It must have been a blast to see Santos-Dumont "parking" his dirigible in
Paris when he went to restaurants and cafés.

BTW if you ever go to Petrópolis, RJ, Brazil, you can visit his summer home.
There's also a replica of the 14-bis in the city.

[0] [http://www.amazon.com/Wings-Madness-Alberto-Santos-Dumont-
In...](http://www.amazon.com/Wings-Madness-Alberto-Santos-Dumont-
Invention/dp/B000FVHJ94/ref=sr_1_1?ie=UTF8&qid=1431564055&sr=8-1&keywords=wings+of+madness)

------
agumonkey
[http://en.wikipedia.org/wiki/List_of_firsts_in_aviation](http://en.wikipedia.org/wiki/List_of_firsts_in_aviation)

> First dogfight: Dean Ivan Lamb and Phil Rader fired pistol shots at each
> other while airborne around November/December 1913 ...

Weirdly amusing.

And now for some poetry:
[http://en.wikipedia.org/wiki/Cl%C3%A9ment_Ader](http://en.wikipedia.org/wiki/Cl%C3%A9ment_Ader)

------
holografix
I've been to his home in a town called Petrópolis in the state of Rio de
Janeiro in Brazil.
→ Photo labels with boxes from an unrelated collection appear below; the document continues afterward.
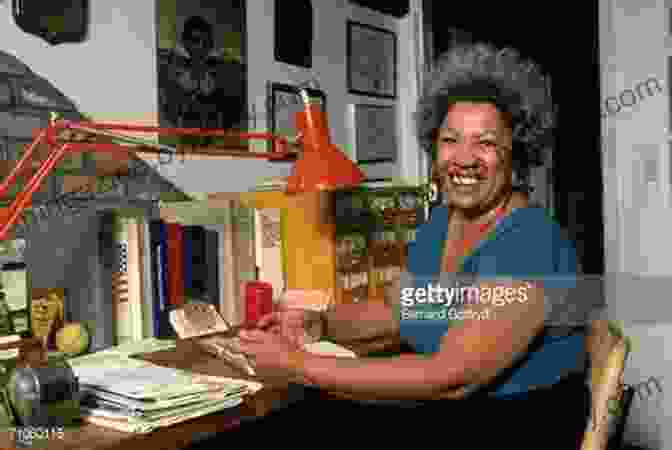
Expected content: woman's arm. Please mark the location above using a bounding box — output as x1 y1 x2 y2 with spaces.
296 283 544 400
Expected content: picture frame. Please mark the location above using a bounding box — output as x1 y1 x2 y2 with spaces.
346 20 397 99
155 0 251 150
353 103 398 164
267 83 327 154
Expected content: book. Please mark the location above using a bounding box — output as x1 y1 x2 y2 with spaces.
203 227 221 307
166 223 184 307
219 200 239 324
112 216 143 344
254 208 286 299
231 200 257 325
150 220 175 338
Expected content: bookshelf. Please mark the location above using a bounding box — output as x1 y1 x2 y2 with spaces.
334 186 425 303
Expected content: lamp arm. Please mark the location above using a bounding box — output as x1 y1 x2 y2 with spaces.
0 118 290 241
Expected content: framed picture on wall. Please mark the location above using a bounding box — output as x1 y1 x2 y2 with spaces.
353 104 397 164
267 83 327 153
156 0 249 148
346 20 397 98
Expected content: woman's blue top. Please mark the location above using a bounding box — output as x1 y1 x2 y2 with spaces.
400 206 586 397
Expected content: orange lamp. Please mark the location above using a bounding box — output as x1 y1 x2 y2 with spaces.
287 90 365 193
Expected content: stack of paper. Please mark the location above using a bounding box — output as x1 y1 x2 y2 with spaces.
70 340 262 433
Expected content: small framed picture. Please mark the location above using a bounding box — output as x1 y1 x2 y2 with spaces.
268 83 327 153
346 20 397 98
353 104 397 164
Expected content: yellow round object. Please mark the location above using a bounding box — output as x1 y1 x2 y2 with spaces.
56 322 90 356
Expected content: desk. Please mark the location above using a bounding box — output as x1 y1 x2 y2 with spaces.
0 337 401 450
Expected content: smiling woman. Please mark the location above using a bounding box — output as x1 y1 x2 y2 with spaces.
234 44 589 448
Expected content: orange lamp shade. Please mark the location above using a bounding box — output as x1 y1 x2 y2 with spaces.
287 105 365 193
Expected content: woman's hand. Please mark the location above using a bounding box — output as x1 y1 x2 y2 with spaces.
237 330 304 377
257 309 323 348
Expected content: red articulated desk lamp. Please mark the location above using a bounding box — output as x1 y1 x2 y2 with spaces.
0 89 365 240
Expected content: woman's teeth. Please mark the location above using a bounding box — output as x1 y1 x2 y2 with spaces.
451 176 478 185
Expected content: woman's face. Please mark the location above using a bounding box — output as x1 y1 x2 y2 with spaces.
437 102 513 215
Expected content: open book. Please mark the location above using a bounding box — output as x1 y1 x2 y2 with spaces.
170 302 356 375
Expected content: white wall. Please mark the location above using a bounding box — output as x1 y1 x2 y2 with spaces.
600 0 672 449
0 0 418 192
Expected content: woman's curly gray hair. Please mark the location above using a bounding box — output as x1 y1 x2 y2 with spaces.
416 43 555 169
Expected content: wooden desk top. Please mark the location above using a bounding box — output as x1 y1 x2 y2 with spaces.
0 338 399 450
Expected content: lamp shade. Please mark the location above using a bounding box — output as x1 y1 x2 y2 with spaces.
287 105 365 193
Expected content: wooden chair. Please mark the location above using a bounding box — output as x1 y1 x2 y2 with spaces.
581 320 633 450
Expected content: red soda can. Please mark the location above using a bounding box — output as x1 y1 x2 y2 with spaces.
245 280 273 326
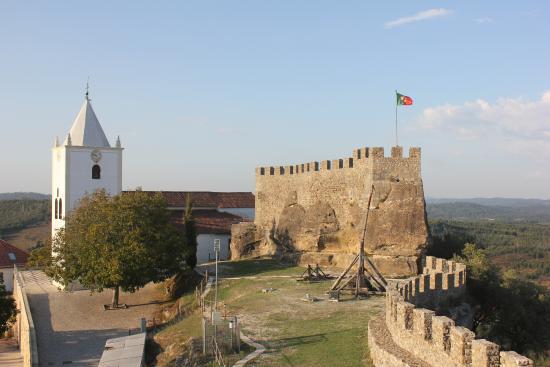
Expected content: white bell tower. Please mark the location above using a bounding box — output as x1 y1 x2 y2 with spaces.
52 91 123 238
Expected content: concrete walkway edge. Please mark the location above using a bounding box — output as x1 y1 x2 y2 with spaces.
233 333 265 367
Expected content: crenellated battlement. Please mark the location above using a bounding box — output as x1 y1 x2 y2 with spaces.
256 146 421 176
369 256 533 367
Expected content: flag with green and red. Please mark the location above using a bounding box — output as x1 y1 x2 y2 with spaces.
395 92 412 106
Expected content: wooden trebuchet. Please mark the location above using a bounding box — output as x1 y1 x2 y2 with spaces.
298 264 333 282
330 185 387 298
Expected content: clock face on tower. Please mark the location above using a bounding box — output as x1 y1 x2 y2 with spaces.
90 149 101 163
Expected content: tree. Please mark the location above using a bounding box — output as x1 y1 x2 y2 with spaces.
53 190 185 308
27 239 52 275
454 243 550 359
183 194 198 269
166 194 197 298
0 276 17 335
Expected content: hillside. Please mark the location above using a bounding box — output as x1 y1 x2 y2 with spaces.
429 219 550 289
0 192 50 201
426 198 550 223
0 196 51 250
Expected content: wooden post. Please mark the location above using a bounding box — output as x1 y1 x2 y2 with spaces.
355 184 374 298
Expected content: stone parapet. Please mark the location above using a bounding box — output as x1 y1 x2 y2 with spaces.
256 146 420 176
369 256 533 367
13 267 38 367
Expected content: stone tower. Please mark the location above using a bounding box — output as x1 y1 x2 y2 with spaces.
52 92 123 238
231 146 429 277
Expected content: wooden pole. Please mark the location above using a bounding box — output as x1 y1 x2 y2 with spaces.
355 184 374 298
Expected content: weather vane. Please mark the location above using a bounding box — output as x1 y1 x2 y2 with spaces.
86 77 90 100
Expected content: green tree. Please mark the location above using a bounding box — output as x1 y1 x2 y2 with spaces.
0 276 17 335
166 194 197 298
454 244 550 359
53 190 185 308
183 194 198 269
27 239 52 273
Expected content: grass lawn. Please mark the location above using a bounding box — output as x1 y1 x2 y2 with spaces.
205 260 384 367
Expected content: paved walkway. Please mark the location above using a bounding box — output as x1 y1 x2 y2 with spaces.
21 271 166 367
0 339 23 367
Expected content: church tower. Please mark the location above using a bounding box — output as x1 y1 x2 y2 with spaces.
52 92 123 238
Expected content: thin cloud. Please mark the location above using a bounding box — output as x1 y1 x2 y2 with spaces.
418 91 550 156
384 8 453 29
475 17 495 24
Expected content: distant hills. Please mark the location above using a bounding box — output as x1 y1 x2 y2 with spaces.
426 198 550 223
0 192 50 201
0 192 550 229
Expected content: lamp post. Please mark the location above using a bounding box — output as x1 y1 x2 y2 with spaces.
214 238 220 311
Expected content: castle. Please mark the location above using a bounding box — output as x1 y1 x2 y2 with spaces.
231 146 428 276
368 256 533 367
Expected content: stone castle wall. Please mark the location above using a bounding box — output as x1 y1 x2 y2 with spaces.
231 147 428 276
369 256 533 367
13 268 38 367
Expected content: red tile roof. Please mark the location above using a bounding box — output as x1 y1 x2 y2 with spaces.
125 191 254 208
172 209 245 234
0 240 29 268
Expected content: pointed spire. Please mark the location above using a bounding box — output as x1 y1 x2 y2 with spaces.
85 77 90 101
65 90 111 148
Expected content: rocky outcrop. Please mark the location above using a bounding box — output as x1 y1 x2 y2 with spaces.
231 147 428 276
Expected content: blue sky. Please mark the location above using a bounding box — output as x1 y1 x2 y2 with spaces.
0 0 550 198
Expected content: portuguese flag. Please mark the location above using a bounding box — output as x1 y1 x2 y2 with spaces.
395 92 412 106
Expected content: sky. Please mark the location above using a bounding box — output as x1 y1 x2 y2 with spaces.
0 0 550 199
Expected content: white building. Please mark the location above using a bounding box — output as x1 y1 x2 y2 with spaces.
125 191 255 264
52 93 123 237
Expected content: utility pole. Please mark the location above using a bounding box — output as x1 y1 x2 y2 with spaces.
214 238 221 311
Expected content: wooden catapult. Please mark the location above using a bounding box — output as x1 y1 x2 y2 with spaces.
297 264 334 282
329 185 387 301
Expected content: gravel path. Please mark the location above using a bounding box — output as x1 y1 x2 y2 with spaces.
0 339 23 367
21 270 166 367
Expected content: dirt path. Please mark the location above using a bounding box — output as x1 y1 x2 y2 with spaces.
21 271 166 366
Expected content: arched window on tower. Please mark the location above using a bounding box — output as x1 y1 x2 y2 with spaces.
92 164 101 180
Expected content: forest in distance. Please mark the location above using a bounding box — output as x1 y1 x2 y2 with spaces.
0 193 550 288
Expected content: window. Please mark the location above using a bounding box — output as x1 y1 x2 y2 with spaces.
92 164 101 180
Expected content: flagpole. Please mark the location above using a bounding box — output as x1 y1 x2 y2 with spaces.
395 89 399 146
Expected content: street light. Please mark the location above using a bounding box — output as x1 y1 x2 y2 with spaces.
214 238 221 311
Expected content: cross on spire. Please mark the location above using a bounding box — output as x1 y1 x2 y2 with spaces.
86 77 90 101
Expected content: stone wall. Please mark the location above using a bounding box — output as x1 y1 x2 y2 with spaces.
13 269 38 367
369 256 533 367
231 147 428 276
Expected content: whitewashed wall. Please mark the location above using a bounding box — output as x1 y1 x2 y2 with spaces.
197 234 231 264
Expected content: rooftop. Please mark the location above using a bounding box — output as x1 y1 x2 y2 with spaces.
173 209 249 234
125 191 254 209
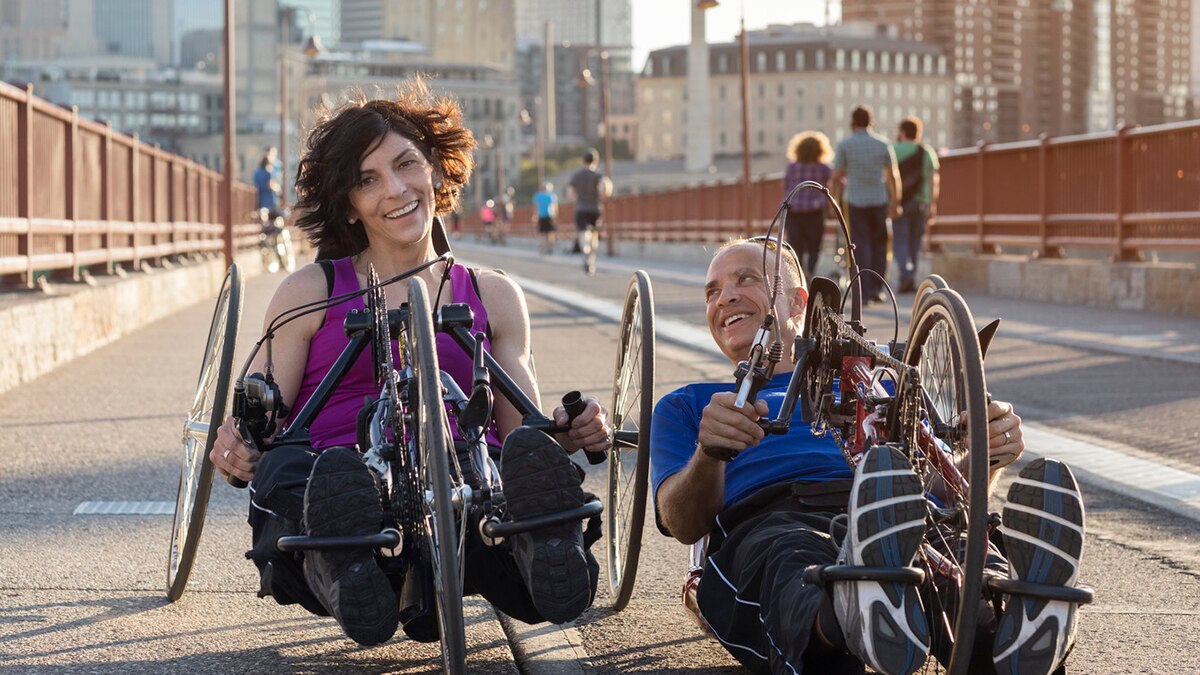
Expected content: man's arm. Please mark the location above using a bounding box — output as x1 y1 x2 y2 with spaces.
656 392 768 544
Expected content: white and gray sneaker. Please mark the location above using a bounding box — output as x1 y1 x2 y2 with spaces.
833 446 929 675
992 459 1084 675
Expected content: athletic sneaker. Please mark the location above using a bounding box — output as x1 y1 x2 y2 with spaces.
304 448 400 645
500 426 595 623
833 446 929 675
992 459 1084 675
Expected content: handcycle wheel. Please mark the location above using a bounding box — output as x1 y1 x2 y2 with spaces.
167 264 242 602
896 288 989 674
406 277 467 673
605 270 654 611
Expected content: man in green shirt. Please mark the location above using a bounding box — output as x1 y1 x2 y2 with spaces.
892 117 940 293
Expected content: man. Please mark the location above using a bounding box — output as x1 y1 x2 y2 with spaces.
650 240 1084 674
566 149 612 275
892 117 941 293
533 183 558 256
254 148 280 222
829 106 900 303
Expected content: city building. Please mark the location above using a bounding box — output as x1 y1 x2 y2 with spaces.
842 0 1193 145
341 0 516 72
636 24 953 166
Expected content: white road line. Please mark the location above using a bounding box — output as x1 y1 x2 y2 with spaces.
484 261 1200 521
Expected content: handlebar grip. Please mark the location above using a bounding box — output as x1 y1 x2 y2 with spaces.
563 392 608 464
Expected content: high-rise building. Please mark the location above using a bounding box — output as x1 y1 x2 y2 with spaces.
842 0 1193 145
341 0 516 72
92 0 175 66
636 24 953 162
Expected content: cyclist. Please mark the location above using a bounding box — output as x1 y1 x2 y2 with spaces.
650 234 1082 674
210 78 611 645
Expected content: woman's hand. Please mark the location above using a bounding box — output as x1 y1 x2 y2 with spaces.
988 401 1025 471
553 396 612 454
209 417 263 483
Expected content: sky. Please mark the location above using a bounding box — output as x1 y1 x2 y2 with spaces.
632 0 840 70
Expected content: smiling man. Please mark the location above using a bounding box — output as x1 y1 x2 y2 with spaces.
650 239 1082 674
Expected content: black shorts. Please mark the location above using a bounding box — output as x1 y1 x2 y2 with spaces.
575 210 600 232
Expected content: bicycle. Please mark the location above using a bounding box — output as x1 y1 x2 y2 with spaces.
167 255 604 673
609 181 1093 674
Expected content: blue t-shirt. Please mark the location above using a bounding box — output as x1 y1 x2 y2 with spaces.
254 166 278 211
533 191 558 217
650 371 854 508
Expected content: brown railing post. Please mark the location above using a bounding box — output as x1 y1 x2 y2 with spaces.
1112 124 1142 262
17 84 34 288
976 141 1000 255
130 132 142 270
1037 132 1062 258
62 106 79 281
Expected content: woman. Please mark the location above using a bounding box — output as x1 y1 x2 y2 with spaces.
210 79 611 645
784 131 833 279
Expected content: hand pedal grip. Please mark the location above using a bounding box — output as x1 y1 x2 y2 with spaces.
563 392 608 464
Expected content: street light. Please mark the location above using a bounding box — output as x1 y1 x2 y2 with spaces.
280 7 324 210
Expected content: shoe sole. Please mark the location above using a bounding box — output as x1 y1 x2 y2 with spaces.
500 428 592 623
847 446 929 674
992 459 1084 675
305 450 400 646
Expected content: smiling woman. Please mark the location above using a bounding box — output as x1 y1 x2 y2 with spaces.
202 73 611 645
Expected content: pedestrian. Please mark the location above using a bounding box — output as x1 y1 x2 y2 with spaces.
829 106 900 303
892 115 941 293
533 183 558 256
479 199 497 244
650 234 1084 675
566 149 612 275
209 78 612 645
784 131 833 279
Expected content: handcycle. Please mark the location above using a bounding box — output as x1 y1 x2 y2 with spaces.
167 255 604 673
610 181 1093 674
256 207 296 273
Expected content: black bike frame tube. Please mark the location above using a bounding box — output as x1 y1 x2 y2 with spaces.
449 328 546 419
272 330 371 446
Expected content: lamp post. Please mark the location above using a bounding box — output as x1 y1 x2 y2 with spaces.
221 0 238 267
280 7 323 210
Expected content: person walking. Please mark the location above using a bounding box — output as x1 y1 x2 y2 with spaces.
784 131 833 279
892 115 941 293
829 106 900 303
533 183 558 256
566 149 612 274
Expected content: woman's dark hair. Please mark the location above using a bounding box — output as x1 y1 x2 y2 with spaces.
296 76 475 258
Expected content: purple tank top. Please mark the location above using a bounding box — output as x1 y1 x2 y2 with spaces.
293 258 500 450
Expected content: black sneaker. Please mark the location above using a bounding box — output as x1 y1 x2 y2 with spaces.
992 459 1084 675
500 426 594 623
833 446 929 675
304 448 400 645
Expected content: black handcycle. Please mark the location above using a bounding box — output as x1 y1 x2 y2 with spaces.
167 256 636 673
610 181 1093 674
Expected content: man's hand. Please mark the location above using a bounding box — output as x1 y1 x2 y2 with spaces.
988 401 1025 471
697 392 770 461
553 396 612 454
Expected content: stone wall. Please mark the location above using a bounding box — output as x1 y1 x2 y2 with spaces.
0 251 262 393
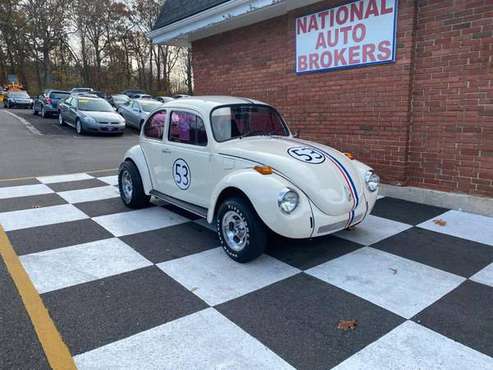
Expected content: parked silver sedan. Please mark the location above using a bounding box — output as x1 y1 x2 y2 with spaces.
118 99 163 131
58 95 125 135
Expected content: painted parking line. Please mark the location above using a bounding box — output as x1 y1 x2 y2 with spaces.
4 110 43 136
0 226 76 370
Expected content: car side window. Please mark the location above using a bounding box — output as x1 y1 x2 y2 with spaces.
168 111 207 146
144 110 166 140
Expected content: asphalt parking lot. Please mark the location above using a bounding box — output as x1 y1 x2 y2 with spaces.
0 108 138 180
0 108 493 369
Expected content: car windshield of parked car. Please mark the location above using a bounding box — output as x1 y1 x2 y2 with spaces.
113 95 130 104
50 91 70 99
140 100 162 112
9 91 29 99
79 99 113 112
211 104 289 142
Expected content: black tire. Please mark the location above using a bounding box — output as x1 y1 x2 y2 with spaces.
118 161 151 209
216 197 267 263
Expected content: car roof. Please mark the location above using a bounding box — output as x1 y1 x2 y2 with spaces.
161 95 269 114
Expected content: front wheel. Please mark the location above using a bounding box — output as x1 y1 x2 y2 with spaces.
118 161 151 208
216 197 267 263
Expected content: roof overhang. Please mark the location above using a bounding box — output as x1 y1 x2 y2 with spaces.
149 0 320 46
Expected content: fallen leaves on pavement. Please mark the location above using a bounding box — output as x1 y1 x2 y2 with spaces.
337 320 358 330
433 218 447 226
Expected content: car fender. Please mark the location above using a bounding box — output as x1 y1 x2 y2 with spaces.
207 168 313 238
123 144 152 195
352 159 378 212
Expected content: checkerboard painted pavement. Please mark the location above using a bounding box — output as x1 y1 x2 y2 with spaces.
0 173 493 369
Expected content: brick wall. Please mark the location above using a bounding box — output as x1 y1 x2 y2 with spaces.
192 0 493 196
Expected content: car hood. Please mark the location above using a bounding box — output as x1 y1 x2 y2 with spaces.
81 111 123 122
218 136 364 216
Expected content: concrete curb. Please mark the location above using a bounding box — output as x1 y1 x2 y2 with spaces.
379 184 493 217
3 110 43 136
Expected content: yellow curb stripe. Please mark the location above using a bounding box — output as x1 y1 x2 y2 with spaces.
0 226 77 370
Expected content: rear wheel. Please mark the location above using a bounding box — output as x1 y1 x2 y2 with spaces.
118 161 151 208
216 197 267 263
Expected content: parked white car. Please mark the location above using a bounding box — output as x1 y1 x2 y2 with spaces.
119 96 380 262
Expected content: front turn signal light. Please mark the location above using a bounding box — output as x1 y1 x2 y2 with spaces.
253 166 272 175
344 152 354 159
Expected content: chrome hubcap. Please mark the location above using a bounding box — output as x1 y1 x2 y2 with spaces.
221 210 249 252
122 171 134 202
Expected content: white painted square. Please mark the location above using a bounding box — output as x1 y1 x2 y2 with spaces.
470 263 493 287
335 215 412 245
0 204 89 231
58 186 120 204
98 175 118 186
418 211 493 246
74 308 293 370
20 238 152 293
306 247 465 318
0 184 54 199
93 207 190 236
333 321 493 370
157 248 300 306
36 173 94 184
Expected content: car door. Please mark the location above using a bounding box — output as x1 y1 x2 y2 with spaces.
66 97 78 126
129 101 141 128
140 109 171 194
162 109 212 208
60 97 74 124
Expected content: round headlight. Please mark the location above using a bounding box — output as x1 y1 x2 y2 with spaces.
365 170 380 192
277 189 300 214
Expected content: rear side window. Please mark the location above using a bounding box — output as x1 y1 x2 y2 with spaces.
168 111 207 146
144 110 166 140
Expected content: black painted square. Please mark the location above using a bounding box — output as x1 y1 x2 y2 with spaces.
216 274 404 369
371 197 448 225
42 266 208 355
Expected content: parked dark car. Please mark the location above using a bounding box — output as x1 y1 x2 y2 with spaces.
3 91 33 108
58 95 125 135
122 89 147 99
108 94 130 108
33 90 70 118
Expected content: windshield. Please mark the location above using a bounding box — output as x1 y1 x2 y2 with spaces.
79 99 113 112
211 104 289 142
9 91 29 98
140 101 162 112
50 91 70 99
113 95 130 103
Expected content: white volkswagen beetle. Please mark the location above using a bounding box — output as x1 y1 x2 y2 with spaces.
118 96 380 262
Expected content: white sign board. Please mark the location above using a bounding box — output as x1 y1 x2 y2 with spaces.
295 0 398 73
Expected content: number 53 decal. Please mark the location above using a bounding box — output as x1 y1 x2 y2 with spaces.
173 158 192 190
288 146 325 164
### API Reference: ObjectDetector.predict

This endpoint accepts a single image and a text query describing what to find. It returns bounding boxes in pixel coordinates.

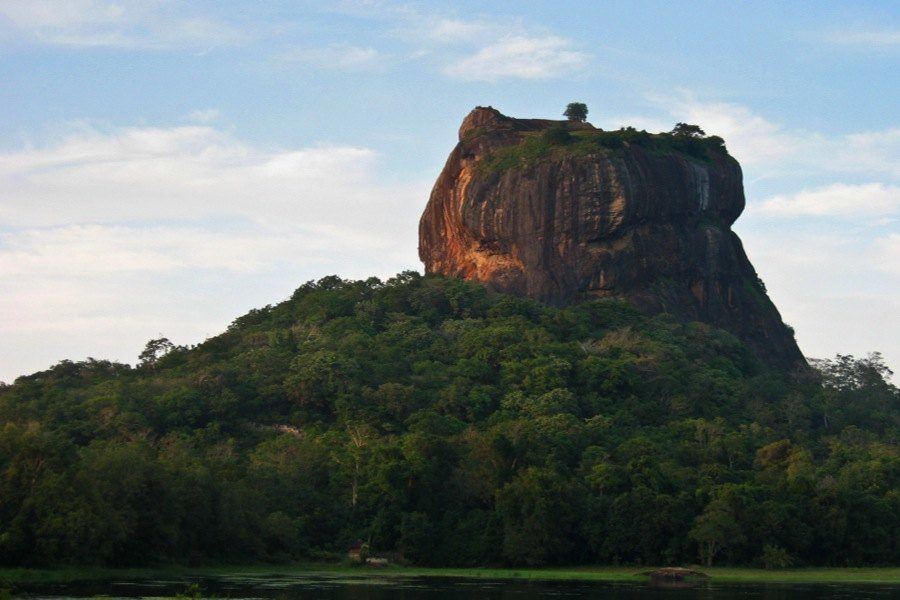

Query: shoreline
[0,563,900,588]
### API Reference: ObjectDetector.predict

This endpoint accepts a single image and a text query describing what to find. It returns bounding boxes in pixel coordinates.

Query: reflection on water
[8,575,900,600]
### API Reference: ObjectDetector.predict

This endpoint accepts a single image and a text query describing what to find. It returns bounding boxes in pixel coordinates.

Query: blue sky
[0,0,900,381]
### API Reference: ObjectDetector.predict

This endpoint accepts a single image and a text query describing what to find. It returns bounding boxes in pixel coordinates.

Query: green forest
[0,272,900,568]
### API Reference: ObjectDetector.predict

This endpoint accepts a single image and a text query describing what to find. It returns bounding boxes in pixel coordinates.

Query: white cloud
[0,0,246,50]
[187,108,221,125]
[423,18,494,44]
[739,229,900,366]
[652,92,900,178]
[444,35,588,81]
[874,233,900,278]
[754,183,900,217]
[277,44,388,71]
[0,125,431,381]
[817,29,900,48]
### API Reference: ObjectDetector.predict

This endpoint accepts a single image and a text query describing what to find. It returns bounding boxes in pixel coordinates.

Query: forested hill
[0,273,900,566]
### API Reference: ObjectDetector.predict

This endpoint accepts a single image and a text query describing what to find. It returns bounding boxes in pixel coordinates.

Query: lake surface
[8,575,900,600]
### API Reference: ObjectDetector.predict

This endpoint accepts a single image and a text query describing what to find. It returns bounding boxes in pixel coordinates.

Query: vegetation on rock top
[479,123,730,173]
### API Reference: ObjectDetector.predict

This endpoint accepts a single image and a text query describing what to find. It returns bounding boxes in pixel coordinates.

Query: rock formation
[419,107,804,368]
The town is up the mountains in the outskirts of Rio and
used to be a summer getaway for the Portuguese royal family.

[https://www.google.com.au/search?q=casa+santos+dumont+em+pet...](https://www.google.com.au/search?q=casa+santos+dumont+em+petr%C3%B3polis+rj&safe=off&espv=2&biw=1168&bih=632&source=lnms&tbm=isch&sa=X&ei=rdRWVY-1BqPxmAXgr4H4DQ&ved=0CAYQ_AUoAQ&dpr=2)

------
stefantalpalaru
> On 23 October 1906 he flew this to make the first powered heavier-than-air
> flight in Europe

Traian Vuia did it in March, same year:
[http://en.wikipedia.org/wiki/Traian_Vuia#Flying_experiments](http://en.wikipedia.org/wiki/Traian_Vuia#Flying_experiments)

------
andersonmvd
He is dead and still gets 30+ points in HN. Sugoi.